Gibson founded and organizes the Black Law Alumni Reunion & Symposium, which has been held every five years at Maryland Carey Law since 2003. The most recent symposium, held in September 2018, provided opportunities for former classmates to reconnect and featured an event that honored the founding members of the Black Law Students Association as well as faculty presentations titled “Frederick Douglass’ Escape from Maryland” and “Racial Epithets in the Workplace.”
For his efforts in organizing the symposium, as well as his distinguished career of promoting civil rights and social justice, Gibson earned the University of Maryland, Baltimore (UMB) Diversity Recognition Award as Outstanding UMB Faculty and will be honored at the University’s Martin Luther King Jr. and Black History Month ceremony Feb. 6.
“Ever since Professor Gibson started at Maryland Law more than four decades ago, promoting equality, justice, and opportunity for all has been one of his main goals,” Altshuler said in his nomination. “The Black Law Alumni Reunion is a celebration of the history of African-American alumni and law students. It highlights the ability to enact change through legal justice both in the Baltimore community and in the world, providing the ability for all individuals to be treated equal. Attendees of the reunion and other alumni who have had the opportunity to learn from Professor Gibson have greatly benefited from being part of his network.”
The seeds of that vast network were planted in Baltimore, where Gibson grew up, earned his high school diploma from Baltimore City College, and was the school’s first African-American class officer. In 1964, he graduated from Howard University in Washington, D.C., where he was the student body president and chair of D.C. Students for Civil Rights.

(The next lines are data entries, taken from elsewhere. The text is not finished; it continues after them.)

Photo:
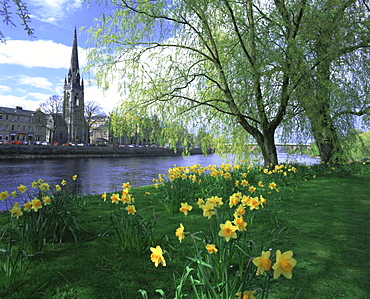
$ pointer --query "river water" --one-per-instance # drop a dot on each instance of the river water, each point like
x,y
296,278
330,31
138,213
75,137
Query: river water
x,y
96,175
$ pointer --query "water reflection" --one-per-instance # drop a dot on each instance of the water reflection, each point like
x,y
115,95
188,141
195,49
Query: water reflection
x,y
96,175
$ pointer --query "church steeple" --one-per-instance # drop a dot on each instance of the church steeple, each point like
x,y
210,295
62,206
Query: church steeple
x,y
74,69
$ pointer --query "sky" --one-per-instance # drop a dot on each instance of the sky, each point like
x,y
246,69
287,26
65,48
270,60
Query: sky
x,y
32,69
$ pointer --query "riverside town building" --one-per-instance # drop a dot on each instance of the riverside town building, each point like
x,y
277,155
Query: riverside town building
x,y
22,126
32,126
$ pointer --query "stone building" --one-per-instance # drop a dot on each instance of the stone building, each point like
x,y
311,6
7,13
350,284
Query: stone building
x,y
21,126
74,102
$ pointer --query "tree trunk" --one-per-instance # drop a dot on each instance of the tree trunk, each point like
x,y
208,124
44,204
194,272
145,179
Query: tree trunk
x,y
266,143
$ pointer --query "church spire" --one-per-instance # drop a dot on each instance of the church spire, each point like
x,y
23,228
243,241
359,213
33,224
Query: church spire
x,y
74,57
74,69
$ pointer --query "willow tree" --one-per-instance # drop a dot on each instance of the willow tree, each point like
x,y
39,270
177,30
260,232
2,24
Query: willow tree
x,y
334,86
228,62
21,11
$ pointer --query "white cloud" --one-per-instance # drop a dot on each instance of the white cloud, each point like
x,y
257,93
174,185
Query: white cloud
x,y
54,11
13,101
38,82
4,88
40,53
108,100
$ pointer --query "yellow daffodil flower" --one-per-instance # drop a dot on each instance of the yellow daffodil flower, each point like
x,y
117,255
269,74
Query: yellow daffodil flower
x,y
272,185
157,256
36,204
46,200
263,262
240,223
131,209
211,248
180,233
185,208
126,185
4,195
16,211
115,198
228,231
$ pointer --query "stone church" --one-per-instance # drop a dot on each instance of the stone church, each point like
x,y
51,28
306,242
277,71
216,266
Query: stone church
x,y
71,125
73,102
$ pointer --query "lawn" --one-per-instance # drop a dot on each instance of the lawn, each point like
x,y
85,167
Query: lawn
x,y
323,220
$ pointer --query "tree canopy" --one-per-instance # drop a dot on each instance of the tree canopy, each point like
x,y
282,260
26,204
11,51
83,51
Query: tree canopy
x,y
235,68
21,11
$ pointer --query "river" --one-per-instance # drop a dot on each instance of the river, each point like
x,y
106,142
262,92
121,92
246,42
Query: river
x,y
96,175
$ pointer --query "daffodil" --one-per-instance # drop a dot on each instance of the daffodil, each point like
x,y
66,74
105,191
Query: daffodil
x,y
272,185
284,264
180,233
211,248
263,262
200,202
208,210
16,211
126,185
252,189
36,204
240,223
157,256
185,208
44,186
27,206
228,231
4,195
46,200
246,295
115,198
22,188
131,209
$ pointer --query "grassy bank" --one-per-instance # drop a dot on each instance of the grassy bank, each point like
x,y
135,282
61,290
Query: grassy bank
x,y
320,213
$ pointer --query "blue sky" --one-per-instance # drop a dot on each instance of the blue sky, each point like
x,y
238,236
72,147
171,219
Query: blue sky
x,y
33,69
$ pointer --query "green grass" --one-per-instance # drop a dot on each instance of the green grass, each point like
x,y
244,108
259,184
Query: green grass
x,y
325,221
328,229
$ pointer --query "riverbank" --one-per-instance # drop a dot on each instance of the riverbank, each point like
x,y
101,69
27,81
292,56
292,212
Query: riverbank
x,y
15,151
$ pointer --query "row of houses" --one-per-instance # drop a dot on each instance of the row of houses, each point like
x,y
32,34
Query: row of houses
x,y
21,125
26,126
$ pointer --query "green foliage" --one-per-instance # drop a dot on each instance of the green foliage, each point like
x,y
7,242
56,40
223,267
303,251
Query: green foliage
x,y
22,13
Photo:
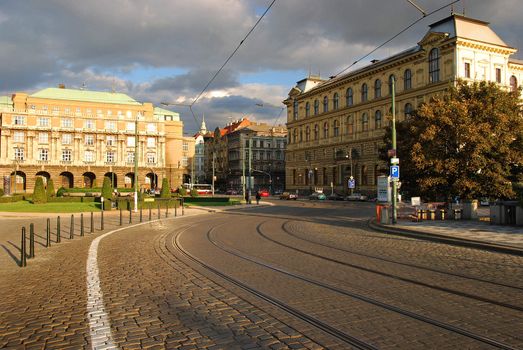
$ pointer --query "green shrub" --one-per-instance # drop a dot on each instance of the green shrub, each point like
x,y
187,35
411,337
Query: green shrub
x,y
50,189
166,188
39,195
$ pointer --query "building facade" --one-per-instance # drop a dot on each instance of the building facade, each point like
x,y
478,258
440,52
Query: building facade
x,y
336,126
76,137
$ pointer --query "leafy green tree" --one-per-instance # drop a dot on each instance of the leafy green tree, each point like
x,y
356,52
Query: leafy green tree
x,y
50,189
39,195
467,143
166,188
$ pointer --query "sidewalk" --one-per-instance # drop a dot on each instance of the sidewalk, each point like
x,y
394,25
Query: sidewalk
x,y
473,233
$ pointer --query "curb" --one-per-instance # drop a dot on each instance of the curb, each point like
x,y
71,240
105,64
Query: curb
x,y
462,242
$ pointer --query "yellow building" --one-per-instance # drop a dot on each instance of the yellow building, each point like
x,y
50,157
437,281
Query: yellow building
x,y
76,137
336,126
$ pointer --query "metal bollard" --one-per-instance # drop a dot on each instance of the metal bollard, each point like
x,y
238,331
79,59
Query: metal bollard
x,y
71,230
58,239
48,233
31,241
23,261
81,224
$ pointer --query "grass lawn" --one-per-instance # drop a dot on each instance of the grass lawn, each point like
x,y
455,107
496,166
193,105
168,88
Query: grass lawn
x,y
27,207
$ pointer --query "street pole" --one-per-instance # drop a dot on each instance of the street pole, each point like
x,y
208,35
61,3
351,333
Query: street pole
x,y
394,181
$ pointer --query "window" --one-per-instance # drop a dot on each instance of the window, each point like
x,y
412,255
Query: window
x,y
89,140
89,156
350,125
364,93
377,88
67,123
434,65
67,139
377,119
110,157
467,70
89,124
349,96
364,122
43,154
392,80
43,122
407,79
408,110
43,137
19,120
19,153
151,142
513,84
18,136
67,155
110,140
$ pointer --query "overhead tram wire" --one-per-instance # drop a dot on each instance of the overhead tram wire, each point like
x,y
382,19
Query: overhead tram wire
x,y
232,54
396,35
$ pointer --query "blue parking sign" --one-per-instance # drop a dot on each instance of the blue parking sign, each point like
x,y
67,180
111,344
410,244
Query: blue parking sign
x,y
395,171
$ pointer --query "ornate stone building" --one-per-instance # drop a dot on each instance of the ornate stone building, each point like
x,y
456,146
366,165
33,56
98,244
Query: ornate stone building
x,y
336,126
76,137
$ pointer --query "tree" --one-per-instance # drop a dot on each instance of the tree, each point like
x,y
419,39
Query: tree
x,y
39,195
50,189
166,189
466,143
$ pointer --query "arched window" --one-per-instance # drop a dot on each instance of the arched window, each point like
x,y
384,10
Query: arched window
x,y
350,125
377,119
407,79
434,65
377,88
364,93
364,122
513,83
349,97
391,78
408,109
336,128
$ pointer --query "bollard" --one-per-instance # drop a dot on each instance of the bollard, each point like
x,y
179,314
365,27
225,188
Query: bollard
x,y
71,230
31,241
81,224
48,233
23,257
58,239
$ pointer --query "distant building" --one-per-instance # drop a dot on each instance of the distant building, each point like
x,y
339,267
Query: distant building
x,y
336,126
76,137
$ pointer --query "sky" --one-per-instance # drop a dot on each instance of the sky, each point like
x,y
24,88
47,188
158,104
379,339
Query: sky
x,y
168,50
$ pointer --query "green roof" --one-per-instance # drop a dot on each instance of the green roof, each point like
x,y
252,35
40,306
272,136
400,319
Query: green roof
x,y
86,96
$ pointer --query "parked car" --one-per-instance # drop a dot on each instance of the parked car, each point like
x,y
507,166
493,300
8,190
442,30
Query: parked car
x,y
356,197
318,196
288,195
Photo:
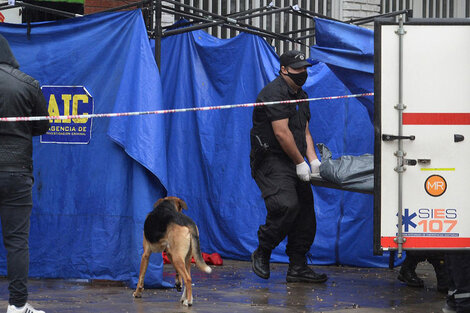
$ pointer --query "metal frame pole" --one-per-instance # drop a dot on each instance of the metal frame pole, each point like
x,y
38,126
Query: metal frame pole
x,y
223,21
158,32
400,154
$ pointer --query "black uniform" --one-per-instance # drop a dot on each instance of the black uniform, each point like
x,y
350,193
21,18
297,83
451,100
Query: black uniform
x,y
20,95
289,201
458,265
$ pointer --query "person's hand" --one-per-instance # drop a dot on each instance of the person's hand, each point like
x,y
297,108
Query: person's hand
x,y
303,171
315,167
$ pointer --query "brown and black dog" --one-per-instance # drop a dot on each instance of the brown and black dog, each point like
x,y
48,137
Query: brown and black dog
x,y
167,229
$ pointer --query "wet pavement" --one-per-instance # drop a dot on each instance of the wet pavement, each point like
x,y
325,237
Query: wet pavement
x,y
233,287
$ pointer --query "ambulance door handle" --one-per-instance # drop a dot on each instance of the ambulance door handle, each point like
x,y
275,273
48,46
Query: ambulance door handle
x,y
410,162
424,161
458,138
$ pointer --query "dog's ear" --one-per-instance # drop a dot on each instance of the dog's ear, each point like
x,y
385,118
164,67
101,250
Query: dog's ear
x,y
158,202
182,205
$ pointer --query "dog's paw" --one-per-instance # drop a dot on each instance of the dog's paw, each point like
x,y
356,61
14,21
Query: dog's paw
x,y
178,287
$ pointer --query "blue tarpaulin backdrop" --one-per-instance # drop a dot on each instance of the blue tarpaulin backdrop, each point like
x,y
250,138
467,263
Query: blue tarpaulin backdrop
x,y
91,200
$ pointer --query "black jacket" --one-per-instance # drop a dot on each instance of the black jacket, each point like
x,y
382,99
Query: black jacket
x,y
20,95
262,132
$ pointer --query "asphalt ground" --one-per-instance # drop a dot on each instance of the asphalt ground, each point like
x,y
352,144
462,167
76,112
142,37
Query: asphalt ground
x,y
234,287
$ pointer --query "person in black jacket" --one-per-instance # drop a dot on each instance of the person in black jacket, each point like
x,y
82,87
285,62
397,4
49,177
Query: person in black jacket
x,y
20,95
280,142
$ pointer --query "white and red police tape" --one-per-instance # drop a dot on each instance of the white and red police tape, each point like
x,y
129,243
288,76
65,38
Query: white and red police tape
x,y
218,107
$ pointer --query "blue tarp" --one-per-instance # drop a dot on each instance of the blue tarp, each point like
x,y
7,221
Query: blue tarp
x,y
91,200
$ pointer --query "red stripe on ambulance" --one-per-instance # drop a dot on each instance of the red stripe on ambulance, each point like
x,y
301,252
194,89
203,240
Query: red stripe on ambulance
x,y
427,242
436,118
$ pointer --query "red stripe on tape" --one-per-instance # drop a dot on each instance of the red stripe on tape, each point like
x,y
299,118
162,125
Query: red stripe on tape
x,y
427,242
436,118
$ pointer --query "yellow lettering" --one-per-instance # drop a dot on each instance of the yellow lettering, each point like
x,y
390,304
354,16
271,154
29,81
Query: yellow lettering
x,y
53,109
66,98
76,98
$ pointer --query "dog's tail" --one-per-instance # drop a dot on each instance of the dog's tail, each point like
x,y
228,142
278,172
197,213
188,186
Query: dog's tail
x,y
196,251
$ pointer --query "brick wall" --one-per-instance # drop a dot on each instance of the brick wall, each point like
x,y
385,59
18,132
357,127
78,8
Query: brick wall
x,y
93,6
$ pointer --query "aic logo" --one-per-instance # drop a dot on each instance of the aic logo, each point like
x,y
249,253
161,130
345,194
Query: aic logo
x,y
435,185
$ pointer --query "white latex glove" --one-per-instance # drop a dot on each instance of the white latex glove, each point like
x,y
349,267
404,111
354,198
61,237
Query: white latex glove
x,y
315,167
303,171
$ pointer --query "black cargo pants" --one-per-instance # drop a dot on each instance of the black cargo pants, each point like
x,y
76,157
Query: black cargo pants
x,y
289,204
15,209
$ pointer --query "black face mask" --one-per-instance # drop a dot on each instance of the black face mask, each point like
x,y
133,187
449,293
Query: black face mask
x,y
298,79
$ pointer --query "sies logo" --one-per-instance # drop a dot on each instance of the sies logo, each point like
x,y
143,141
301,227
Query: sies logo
x,y
435,185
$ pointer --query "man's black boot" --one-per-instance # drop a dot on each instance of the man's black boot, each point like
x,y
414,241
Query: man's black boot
x,y
409,277
302,273
260,262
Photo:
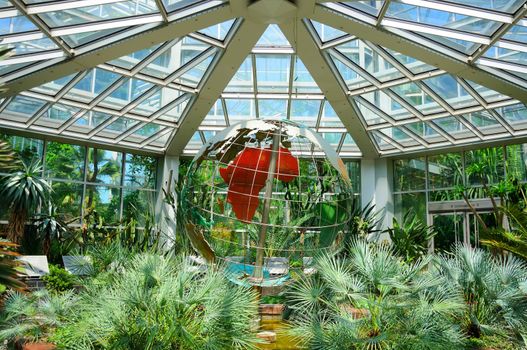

In 1967, he earned his law degree from Columbia University in New York.
In 1972, Gibson became the first African-American law professor at the University of Virginia, and two years later he accepted a faculty position at the University of Maryland School of Law.
He was associate deputy attorney general of the United States under President Jimmy Carter and has run local, state, and national political campaigns, including as Maryland chairman for the Clinton-Gore presidential ticket in 1992.
Gibson’s extensive civic engagement includes serving on the Board of Trustees of the Maryland Historical Trust, as chair of the Commission to Coordinate the Study, Commemoration and Impact of the History and Legacy of Slavery in Maryland, and on the Baltimore City Board of School Commissioners. He also has researched, written, and designed numerous exhibits, articles, newspaper serial stories, and other presentations on the history of civil rights and African-American lawyers in Maryland.
Gibson was the principal advocate for the 2005 law passed by the Maryland General Assembly that renamed the regional airport BWI Thurgood Marshall Airport. His 2012 book, Young Thurgood: The Making of a Supreme Court Justice, was the first to focus exclusively on Marshall’s formative years in Maryland.
In a 2012 Baltimore Sun article about the book, Gibson’s law partner and best friend, Ron Shapiro, said, “It takes people like Thurgood Marshall to change history by changing the law. And it takes people like Larry Gibson to use activism to implement those changes in the streets and homes and lives of African-Americans.”